The Last Of Us’ Infamous Last Word

Naughty Dog creative director Neil Druckmann didn’t always plan for the game to end on the word, “Okay.” Ashley Johnston, Ellie’s voice actress, would often inject the word unscripted into Ellie’s interactions, which got Druckmann thinking about how it would make an impact for the finale. “I thought it would be interesting to take that simple word, but the way she would play it would have such a different subtext, and people could interpret it in different ways, even though in our discussions she played it in a very specific way,” Druckmann says. “In the whole game we tried doing this, having dialogue that doesn’t tell you much about how the characters feel, but it’s more about how you’re going to read them and their expressions and delivery about how they truly felt about something.”

The ending Levine tackled dealt with quantum mechanics and string theory, so the interactivity of walking you through the concepts as Booker was essential in making players grasp these challenging notions. Levine’s team presented the many-worlds theory without a hitch by showing all the different interpretations of the lighthouse and the world surrounding it. The “constants and variables” not only tie the story together for Infinite, but deftly ties Infinite to the original BioShock’s world of Rapture.

To make sure these interactive tales work, though, writers must be in constant contact with level designers. Naughty Dog creative director Neil Druck mann found out just how much of an asset this could be when working on the final moments of The Last of Us. Remember that hospital scene where you’re carrying Ellie that harkens back to the game’s opening? Originally, that was one big cutscene from the moment you entered the hospital. “There was one designer, Peter Fields, who kept arguing that that sequence should be playable, and he was right,” Druckmann says. “Even though that scene was already being animated, we threw it away and reworked that sequence to make it playable.” 

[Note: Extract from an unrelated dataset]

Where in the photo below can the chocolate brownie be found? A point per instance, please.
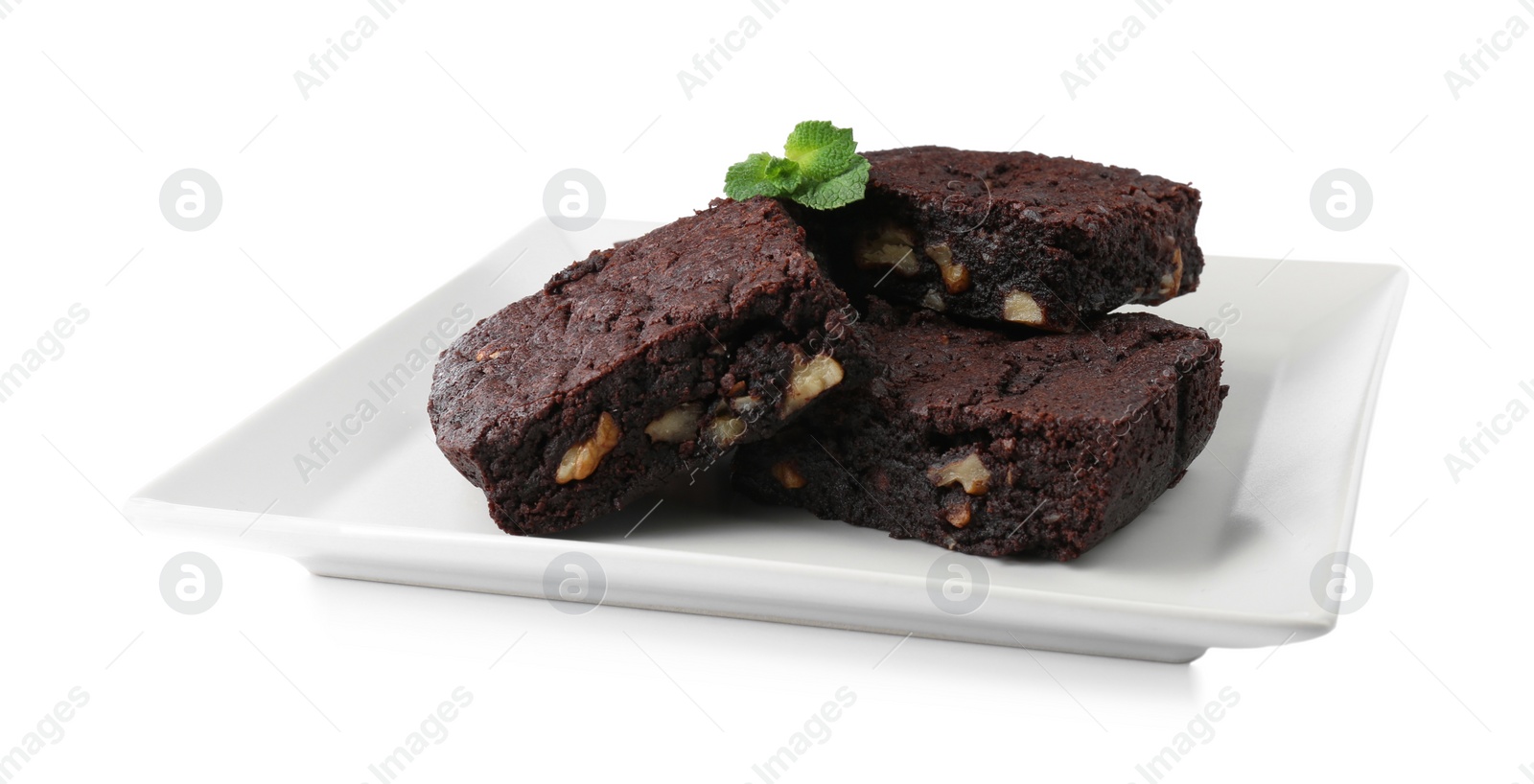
(643, 362)
(1012, 237)
(997, 446)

The studio’s stressing of interactivity also helped establish another key moment to the The Last of Us’ ending. Did you resonate more with Ellie’s point of view than Joel’s as you entered their final conversation of the game? It was deliberate. Druckmann shed some light on it, saying, “I don’t think the ending conversation with Joel and Ellie would work outside of a cinematic for us, but the whole walk-up to that point, you’re playing as Ellie, now emphasizing as Ellie, and you’re viewing Joel now from the outside,” he says. “We’re using interactivity to give you a certain perspective. I think a lot of players enter that scene with the viewpoint of Ellie, kind of looking at Joel [saying], ‘What have you done?’”

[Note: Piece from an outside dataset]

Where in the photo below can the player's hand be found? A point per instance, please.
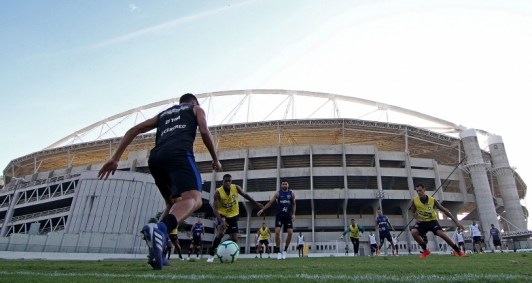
(216, 165)
(109, 168)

One of the more successful interactive experiences achieved in an ending recently was Starbreeze Studios’ Brothers: A Tale of Two Sons. Director Josef Fares made it a point to put interaction front and center and thinks it helped make his ending mean more to players. “If the ending of Brothers happened in a cutscene, people wouldn’t react at all,” Fares says. Fares twisted the way players experienced an ending by making the controls play into a young boy dealing with loss, but not everybody was instantly onboard. “From a technical perspective, people were like, ‘Can’t we do this as a cutscene?’” he says. “But for me, no. The interactivity is extremely important for making the player feel something emotional and strong.”